One core challenge in Kyrgyzstan is the high unemployment rate, especially among young people. In the recent past this problem has been aggravated by the increasing number of returning migrants due to the economic recession in Russia. On the other hand, the Kyrgyz Republic’s policies, legal framework and private –sector development are heading for a “green” economy, which is still lacking sufficient skills and know-how for the required services and production. “Green” economy and technology means low carbon emissions and pollution, high resource use efficiency, and use of renewable energy sources.
Combining these two elements points out the priority of implementing a project to develop “green skills” for increasing the employability of youth, unemployed and migrants.
The project aims at facilitating a system change in the way private companies are engaged in skills trainings. Consequently, G-Star has been designed to focus on short-term, EE-specific training carried out through the private sector.

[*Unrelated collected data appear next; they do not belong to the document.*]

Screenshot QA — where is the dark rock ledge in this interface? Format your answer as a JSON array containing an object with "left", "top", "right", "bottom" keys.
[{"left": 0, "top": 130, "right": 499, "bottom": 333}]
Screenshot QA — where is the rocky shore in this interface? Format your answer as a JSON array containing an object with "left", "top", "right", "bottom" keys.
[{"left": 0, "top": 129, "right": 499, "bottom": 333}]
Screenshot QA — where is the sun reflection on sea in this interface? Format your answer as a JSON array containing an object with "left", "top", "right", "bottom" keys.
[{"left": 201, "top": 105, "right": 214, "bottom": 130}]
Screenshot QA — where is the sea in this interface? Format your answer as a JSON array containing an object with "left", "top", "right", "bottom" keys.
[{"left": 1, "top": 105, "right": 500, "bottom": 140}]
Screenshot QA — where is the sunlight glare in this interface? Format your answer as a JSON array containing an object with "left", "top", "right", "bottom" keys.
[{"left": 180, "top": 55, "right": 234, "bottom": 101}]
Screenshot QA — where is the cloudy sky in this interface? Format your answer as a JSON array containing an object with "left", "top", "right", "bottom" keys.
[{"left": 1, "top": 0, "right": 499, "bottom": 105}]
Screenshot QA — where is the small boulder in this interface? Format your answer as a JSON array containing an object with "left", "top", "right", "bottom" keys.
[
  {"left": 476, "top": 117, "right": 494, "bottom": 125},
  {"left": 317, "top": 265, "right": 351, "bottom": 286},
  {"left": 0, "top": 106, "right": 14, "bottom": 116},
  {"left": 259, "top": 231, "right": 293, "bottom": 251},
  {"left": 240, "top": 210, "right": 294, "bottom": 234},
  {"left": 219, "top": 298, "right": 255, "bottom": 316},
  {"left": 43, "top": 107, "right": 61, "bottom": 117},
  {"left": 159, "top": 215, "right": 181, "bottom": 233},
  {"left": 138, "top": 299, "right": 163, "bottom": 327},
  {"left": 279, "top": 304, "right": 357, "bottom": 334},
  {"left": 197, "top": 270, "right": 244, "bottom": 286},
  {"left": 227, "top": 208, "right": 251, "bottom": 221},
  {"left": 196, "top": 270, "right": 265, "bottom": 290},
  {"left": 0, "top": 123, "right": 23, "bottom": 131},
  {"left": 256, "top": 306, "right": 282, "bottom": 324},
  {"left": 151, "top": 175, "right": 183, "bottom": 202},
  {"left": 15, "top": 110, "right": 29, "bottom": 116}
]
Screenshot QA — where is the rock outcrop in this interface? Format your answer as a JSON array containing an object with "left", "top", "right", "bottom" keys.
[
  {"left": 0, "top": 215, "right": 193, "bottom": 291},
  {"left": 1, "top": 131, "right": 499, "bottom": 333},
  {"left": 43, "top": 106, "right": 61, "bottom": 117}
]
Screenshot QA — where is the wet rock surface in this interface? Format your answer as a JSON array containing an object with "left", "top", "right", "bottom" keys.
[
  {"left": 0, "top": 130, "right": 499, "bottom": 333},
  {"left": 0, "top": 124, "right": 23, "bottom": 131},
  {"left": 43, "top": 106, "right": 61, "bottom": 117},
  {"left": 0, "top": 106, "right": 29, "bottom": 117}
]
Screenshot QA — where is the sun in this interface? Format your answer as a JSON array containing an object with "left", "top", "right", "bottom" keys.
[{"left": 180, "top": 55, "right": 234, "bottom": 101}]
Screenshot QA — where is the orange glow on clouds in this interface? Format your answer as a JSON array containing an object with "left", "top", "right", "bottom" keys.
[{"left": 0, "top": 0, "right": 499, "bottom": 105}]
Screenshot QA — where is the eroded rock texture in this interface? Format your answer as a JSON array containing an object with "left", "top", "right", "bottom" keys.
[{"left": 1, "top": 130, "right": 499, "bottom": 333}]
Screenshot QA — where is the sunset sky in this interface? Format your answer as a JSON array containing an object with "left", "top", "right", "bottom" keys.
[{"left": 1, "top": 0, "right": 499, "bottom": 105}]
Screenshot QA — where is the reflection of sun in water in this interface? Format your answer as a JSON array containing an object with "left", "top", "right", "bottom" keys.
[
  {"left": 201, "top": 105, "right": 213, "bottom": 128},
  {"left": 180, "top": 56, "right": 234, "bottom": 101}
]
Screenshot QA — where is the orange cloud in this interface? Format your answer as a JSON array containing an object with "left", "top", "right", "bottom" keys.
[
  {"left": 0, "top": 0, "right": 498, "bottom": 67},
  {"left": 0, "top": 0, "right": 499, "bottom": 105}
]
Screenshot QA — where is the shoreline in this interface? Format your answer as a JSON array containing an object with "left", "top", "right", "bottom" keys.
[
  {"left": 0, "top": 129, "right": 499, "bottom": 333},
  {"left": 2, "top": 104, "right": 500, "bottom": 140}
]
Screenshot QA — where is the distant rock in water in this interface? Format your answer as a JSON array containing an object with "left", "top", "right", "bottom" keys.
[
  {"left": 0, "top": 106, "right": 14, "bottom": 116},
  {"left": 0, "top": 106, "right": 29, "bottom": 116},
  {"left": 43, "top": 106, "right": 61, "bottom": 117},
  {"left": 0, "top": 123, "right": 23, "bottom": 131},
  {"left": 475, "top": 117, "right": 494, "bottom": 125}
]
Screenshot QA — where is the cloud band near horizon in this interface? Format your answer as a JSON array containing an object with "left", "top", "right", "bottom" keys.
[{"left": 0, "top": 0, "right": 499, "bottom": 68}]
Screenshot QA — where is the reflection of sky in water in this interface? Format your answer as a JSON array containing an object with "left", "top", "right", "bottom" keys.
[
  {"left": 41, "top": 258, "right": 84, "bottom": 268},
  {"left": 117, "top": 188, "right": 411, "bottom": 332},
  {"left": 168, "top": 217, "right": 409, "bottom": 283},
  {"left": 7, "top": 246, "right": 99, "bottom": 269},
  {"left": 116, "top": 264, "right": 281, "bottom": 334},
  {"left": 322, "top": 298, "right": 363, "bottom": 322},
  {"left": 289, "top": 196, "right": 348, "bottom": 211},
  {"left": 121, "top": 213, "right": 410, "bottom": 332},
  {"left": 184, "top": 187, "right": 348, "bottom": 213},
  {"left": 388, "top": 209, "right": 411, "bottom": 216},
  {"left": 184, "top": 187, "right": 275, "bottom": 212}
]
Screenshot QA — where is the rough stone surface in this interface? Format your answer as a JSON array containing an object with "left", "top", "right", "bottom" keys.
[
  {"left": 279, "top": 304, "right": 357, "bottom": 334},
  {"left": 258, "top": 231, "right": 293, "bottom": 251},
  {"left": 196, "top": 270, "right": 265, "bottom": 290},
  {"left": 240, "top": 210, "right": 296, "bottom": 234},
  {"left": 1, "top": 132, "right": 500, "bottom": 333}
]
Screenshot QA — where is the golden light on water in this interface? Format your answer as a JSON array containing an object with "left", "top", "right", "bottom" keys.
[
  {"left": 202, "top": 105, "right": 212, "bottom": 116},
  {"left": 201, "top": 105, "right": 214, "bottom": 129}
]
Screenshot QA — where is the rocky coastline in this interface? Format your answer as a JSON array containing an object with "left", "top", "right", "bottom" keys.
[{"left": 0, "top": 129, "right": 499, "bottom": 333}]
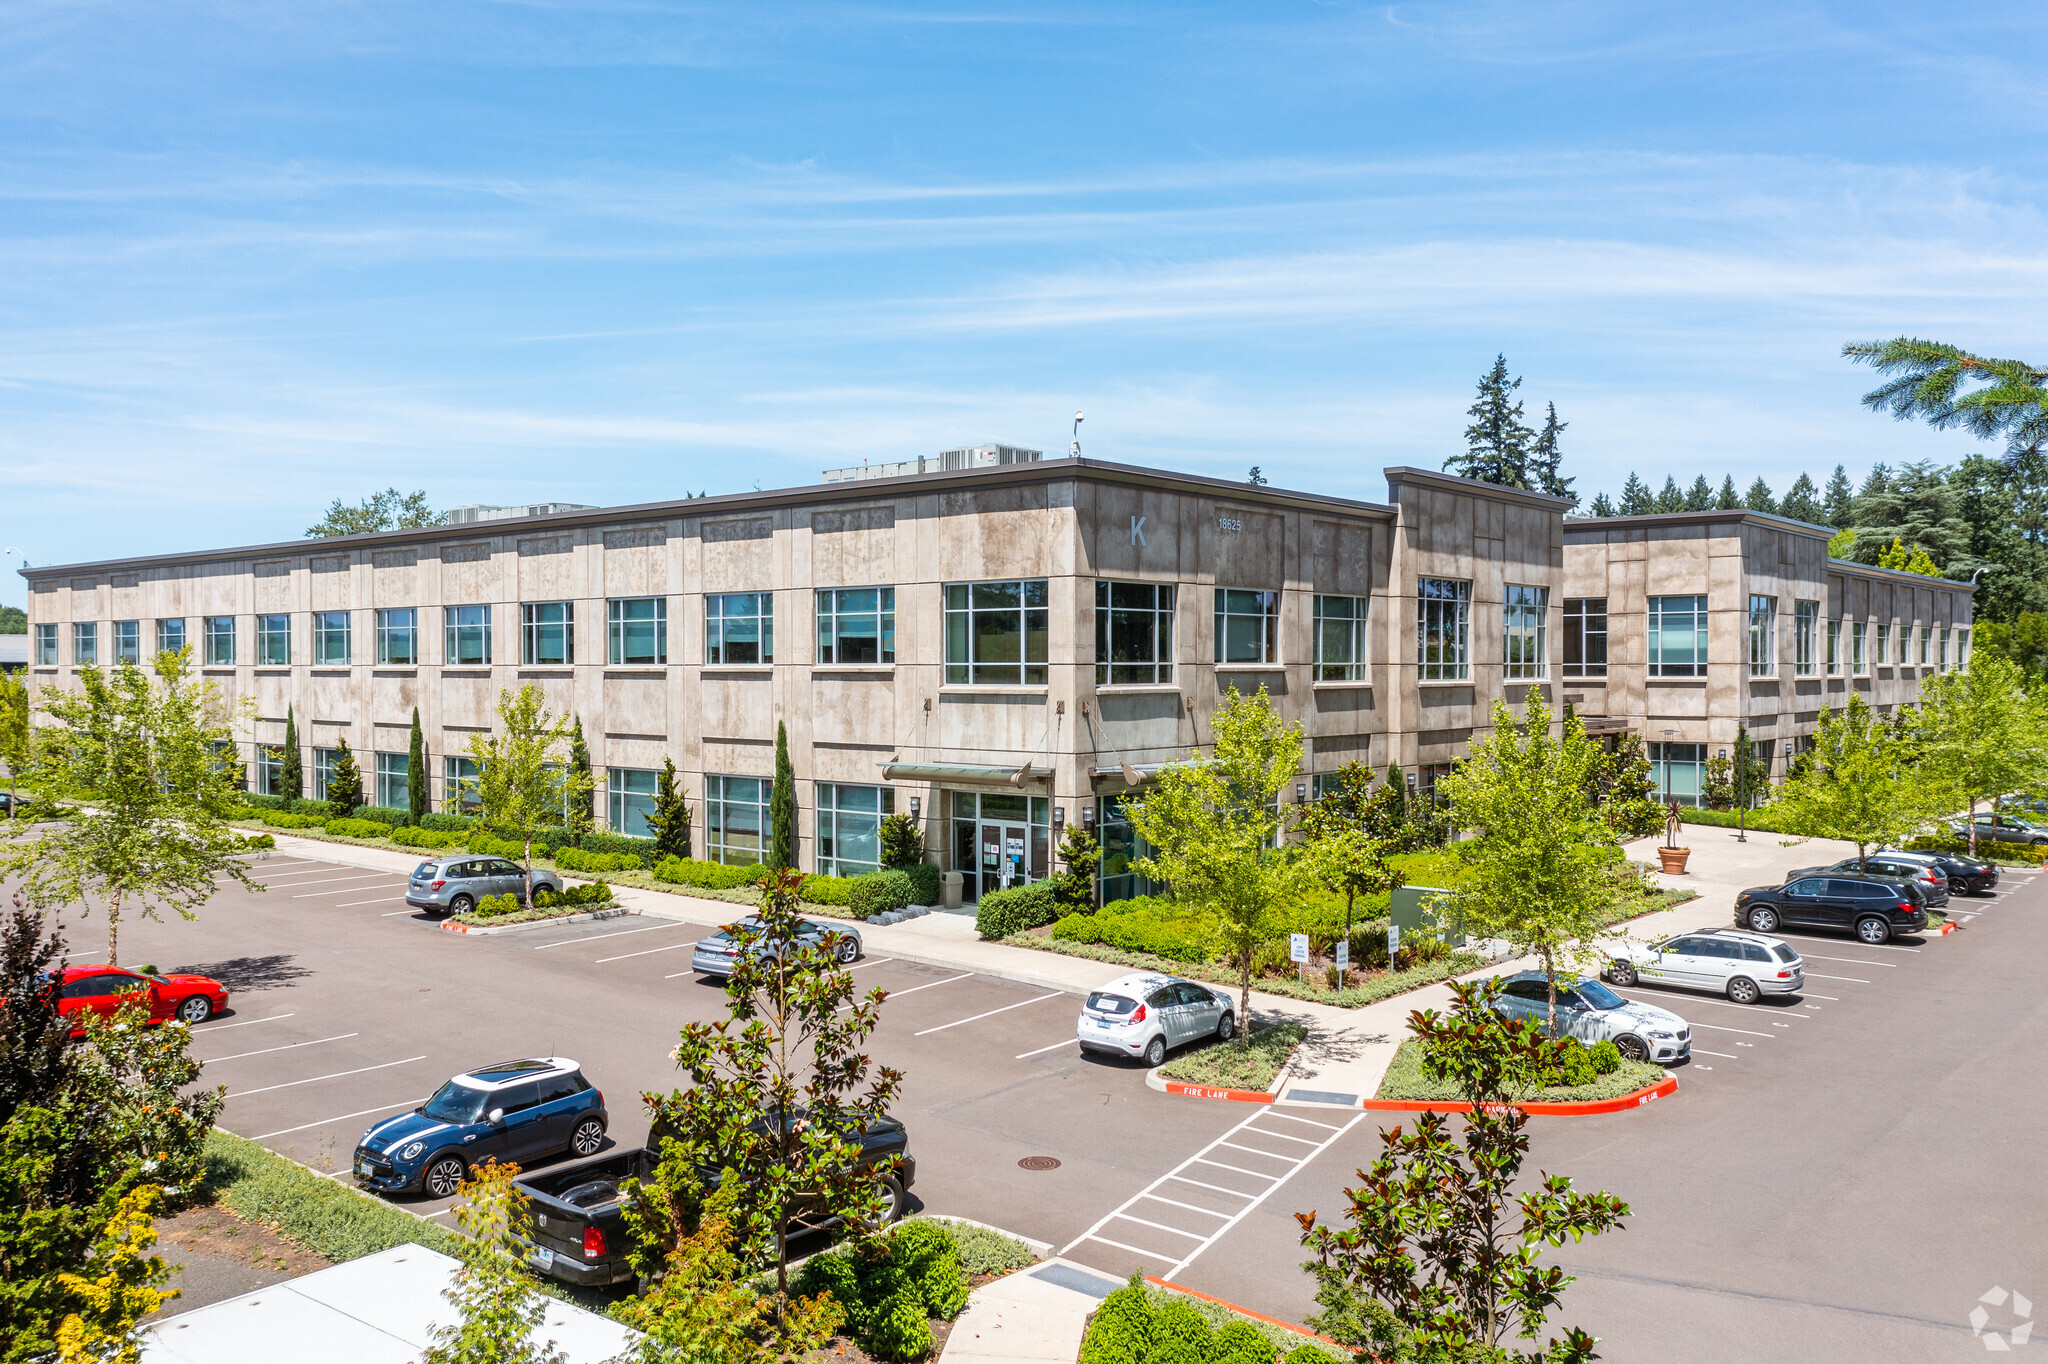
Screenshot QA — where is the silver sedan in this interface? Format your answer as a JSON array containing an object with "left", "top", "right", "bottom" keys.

By improving “green” skills of young people, especially returning migrants and unemployed youth, the project intends to improve their employment opportunities/self-employment, increase or consolidate their income, and simultaneously promote sustainable development of the country through application of green technologies. The key element towards this goal is to link the demand from the private sector with the skills offer. The entry point for the project are private-sector companies to ensure the sustainability of the training and to form skilled workers demanded by the labour market.
Based on a sustainable training scheme, more young people and migrants (formerly jobless, or those who have learned construction mainly on-the-job without vocational school training) improve their “green” skills and consequently earn their living from EE construction jobs and/or increase their income. Concurrently, more buildings are thermo- insulated and/or use energy-efficient stoves.